2nd International Conference and Exhibition on Mechanical & Aerospace Engineering

September 08-10, 2014 Philadelphia, USA

Richard J Spontak

Accepted Abstracts: J Aeronaut Aerospace Eng

Abstract :

As conventional energy sources dwindle and associated energy costs correspondingly rise, numerous efforts seek to develop lightweight materials that derive active functionality, especially stimuli responsiveness, from biologically inspired models for contemporary technologies involving (micro)robotic, microfluidic and haptic devices. Electroactive polymers (EaPs) constitute a growing class of synthetic macromolecules that likewise undergo a change in size and/or shape upon electrical stimulation. They are commonly classified as either electronic or ionic, depending on the mechanism of electroactuation, with the former further divided as either dielectric elastomers or ferroelectric (co)polymers. Of these, dielectric elastomers (D-EaPs) exhibit electromechanical attributes, e.g., high actuation strain, blocking stress and energy density that closely resemble those of mammalian skeletal muscle. The use of nanostructured polymers is shown to yield both electronic and ionic EaPs with vastly improved properties over unstructured polymers.

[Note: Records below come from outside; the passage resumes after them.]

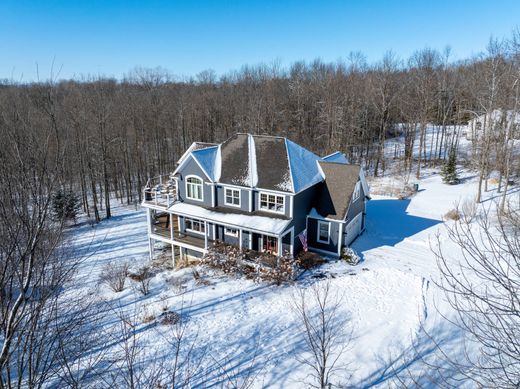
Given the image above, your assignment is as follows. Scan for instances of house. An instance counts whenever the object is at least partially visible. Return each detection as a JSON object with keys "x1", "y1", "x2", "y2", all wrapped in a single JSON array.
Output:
[
  {"x1": 142, "y1": 133, "x2": 369, "y2": 262},
  {"x1": 466, "y1": 109, "x2": 520, "y2": 141}
]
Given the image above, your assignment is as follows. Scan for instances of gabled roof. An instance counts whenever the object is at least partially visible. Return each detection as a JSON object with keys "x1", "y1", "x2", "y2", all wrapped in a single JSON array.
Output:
[
  {"x1": 191, "y1": 146, "x2": 220, "y2": 182},
  {"x1": 177, "y1": 133, "x2": 358, "y2": 193},
  {"x1": 177, "y1": 142, "x2": 217, "y2": 165},
  {"x1": 316, "y1": 161, "x2": 361, "y2": 220}
]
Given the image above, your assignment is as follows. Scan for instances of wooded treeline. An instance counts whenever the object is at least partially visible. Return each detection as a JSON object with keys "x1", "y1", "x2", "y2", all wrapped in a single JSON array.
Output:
[{"x1": 0, "y1": 34, "x2": 520, "y2": 220}]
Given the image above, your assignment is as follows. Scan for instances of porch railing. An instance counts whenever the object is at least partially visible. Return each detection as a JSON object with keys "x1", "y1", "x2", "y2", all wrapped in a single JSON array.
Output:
[{"x1": 143, "y1": 174, "x2": 177, "y2": 208}]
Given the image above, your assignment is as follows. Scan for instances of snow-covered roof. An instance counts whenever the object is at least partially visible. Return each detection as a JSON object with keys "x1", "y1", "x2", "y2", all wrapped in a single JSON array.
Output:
[
  {"x1": 179, "y1": 133, "x2": 358, "y2": 193},
  {"x1": 191, "y1": 146, "x2": 220, "y2": 181},
  {"x1": 169, "y1": 202, "x2": 291, "y2": 235}
]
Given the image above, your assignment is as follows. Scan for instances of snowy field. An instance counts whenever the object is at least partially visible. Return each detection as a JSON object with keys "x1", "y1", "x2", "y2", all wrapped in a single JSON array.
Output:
[{"x1": 66, "y1": 126, "x2": 515, "y2": 388}]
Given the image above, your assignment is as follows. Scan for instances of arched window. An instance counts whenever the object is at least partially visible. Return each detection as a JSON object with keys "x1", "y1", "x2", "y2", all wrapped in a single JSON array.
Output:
[{"x1": 186, "y1": 176, "x2": 204, "y2": 201}]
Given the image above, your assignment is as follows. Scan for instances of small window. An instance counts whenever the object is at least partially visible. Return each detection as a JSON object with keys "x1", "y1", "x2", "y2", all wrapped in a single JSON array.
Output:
[
  {"x1": 224, "y1": 188, "x2": 240, "y2": 207},
  {"x1": 352, "y1": 181, "x2": 361, "y2": 202},
  {"x1": 184, "y1": 218, "x2": 206, "y2": 235},
  {"x1": 224, "y1": 227, "x2": 238, "y2": 238},
  {"x1": 260, "y1": 193, "x2": 285, "y2": 213},
  {"x1": 318, "y1": 220, "x2": 330, "y2": 244},
  {"x1": 186, "y1": 176, "x2": 204, "y2": 201},
  {"x1": 262, "y1": 236, "x2": 278, "y2": 254}
]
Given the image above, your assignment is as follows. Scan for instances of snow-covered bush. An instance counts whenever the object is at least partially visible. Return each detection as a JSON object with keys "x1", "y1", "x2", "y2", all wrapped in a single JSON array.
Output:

One of the most challenging issues regarding the practical application of D-EaPs is their unsatisfactorily low actuation response at acceptably low electric fields. Here, we show that a simple, yet versatile, fiber-elastomer composite design, referred to as Anisotropic D-EaPs with Tunability (ADEPT), yields D-EaPs with vastly improved and directional actuation response. As fibrous systems resembling soft tissue, ADEPT composites are capable of achieving remarkably high actuation stresses and directional strains, as well as correspondingly high electromechanical coupling efficiencies and energy densities, at relatively low electric fields. Their electromechanical metrics are among the highest reported for this class of electroactive materials, thereby establishing that fiber-induced anisotropic electroactuation provides a more energy-efficient alternative to conventional isotropic D-EaP approaches.

Biography :

Richard J Spontak is an Alumni Distinguished Professor of Chemical & Biomolecular Engineering and Materials Science & Engineering at NC State and the 2012 Lars Onsager Professor at NTNU in Norway. He earned his PhD from UC Berkeley and pursued post-doctoral studies at Cambridge University. For his research regarding soft materials, he received the American Chemical Society Cooperative Research and Thermoplastic Elastomers Awards, the German Society for Electron Microscopy Ernst Ruska Prize and the Institute of Materials, Minerals and Mining Colwyn Medal. He is an American Physical Society fellow he serves in 19 editorial boards and is an editor for 4 international journals.